The principles of natural justice apply to only judicial and quasi-judicial decisions. The discretion of HMG to grant approval for prosecution of corruption related allegations is a purely administrative function and not a quasi-judicial function, and hence, the principle of natural justice do not apply to it.  – Mukti Sharma v. Tek Bahadur (NKP 2017, p.101).

The rule was reinforced in the case of Yagyamurti Banjade v. Durga Das Shrestha (NKP 2027, p.157), where the court expressed the difference between judicial, quasi-judicial and purely administrative, and held that the rule of natural justice must be adopted in quasi-judicial decisions, not in purely administrative decisions.

(iv) Based on Impracticability

If it is administratively impracticable to ensure fair hearing to all (usually very larger numbers) of affected persons.

(v) Interim preventive action

If the action of the administrative authority is a suspension order in the nature of a preventive action and not a final order, the application of the principles of natural justice may be excluded.

(vi) Legislative action

Legislative action, plenary or subordinate, is not subject to the rules of natural justice because these legislation lay down a policy without reference to a particular individual.

(vii) Where no right of the person is infringed

Where no right has been conferred on a person by any law, the principles of natural justice are not applicable.

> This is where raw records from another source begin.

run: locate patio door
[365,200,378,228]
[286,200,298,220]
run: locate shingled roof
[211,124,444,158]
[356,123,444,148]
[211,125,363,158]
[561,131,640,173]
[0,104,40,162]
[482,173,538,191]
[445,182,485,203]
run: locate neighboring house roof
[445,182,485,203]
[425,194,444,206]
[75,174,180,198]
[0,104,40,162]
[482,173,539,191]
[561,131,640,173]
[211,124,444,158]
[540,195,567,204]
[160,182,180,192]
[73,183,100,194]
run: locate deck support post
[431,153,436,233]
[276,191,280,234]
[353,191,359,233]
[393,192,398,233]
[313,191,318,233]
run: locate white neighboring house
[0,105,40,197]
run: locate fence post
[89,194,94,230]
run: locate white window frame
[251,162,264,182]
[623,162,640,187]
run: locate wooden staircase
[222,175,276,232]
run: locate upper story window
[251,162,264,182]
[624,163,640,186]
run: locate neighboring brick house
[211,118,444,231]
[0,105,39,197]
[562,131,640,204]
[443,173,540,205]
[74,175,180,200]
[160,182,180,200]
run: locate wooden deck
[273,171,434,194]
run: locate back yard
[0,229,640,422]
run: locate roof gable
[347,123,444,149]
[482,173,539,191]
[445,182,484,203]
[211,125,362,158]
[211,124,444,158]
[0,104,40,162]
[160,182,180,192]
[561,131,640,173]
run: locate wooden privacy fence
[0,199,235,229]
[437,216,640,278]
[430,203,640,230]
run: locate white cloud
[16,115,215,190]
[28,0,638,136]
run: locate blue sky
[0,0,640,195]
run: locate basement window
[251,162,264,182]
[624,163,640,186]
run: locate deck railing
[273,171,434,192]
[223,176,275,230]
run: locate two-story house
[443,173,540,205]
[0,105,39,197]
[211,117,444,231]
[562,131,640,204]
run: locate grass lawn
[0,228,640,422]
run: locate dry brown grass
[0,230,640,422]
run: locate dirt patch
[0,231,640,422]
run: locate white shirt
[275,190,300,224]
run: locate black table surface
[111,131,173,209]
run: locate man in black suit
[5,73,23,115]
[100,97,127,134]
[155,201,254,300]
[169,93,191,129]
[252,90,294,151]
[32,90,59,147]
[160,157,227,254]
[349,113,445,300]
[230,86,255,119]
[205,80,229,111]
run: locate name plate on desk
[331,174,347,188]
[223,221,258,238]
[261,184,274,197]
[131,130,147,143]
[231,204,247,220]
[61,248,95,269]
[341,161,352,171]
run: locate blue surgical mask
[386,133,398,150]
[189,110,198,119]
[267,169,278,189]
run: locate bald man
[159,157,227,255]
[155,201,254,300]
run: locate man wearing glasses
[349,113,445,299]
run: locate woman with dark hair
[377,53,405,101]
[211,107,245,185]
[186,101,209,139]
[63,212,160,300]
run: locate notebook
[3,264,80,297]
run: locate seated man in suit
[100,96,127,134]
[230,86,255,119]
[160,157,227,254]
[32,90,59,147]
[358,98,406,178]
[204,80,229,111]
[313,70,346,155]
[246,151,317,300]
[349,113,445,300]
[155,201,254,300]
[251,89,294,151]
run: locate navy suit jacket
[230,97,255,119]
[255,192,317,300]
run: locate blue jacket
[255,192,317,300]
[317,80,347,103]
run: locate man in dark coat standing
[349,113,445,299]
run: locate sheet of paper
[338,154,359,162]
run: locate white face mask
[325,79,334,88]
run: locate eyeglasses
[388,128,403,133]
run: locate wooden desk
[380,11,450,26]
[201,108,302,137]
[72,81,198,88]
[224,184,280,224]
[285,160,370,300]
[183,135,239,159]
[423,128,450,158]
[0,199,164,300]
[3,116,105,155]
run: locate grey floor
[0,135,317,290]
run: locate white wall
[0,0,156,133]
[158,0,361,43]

(viii) Statutory Exception or Necessity

Disqualification on the ground of bias against a person will not be applicable if he is the only person competent or authorized to decide that matter or take that action.

(ix) Contractual Arrangement

Termination of an arrangement/agreement is neither a quasi-judicial act, so the duty to act judicially is not attracted.

(x) Government Policy Decision

If in exercise of executive powers the government takes any policy decision, principles of natural justice can be excluded because it will be impossible and impracticable to give formal hearing to all those who may be affected whenever a policy decision is taken and at times it will be against the public interest to do so.

(xi) Useless formality theory

Where on the admitted or undisputed facts only one conclusion is possible and under the law only one penalty is permissible, the Court may not insist on the observance of the principles of natural justice.

(xii) Disciplinary Action

In public or govt. services, especially army and police, to enforce discipline

But usually not total exclusion of natural justice rules.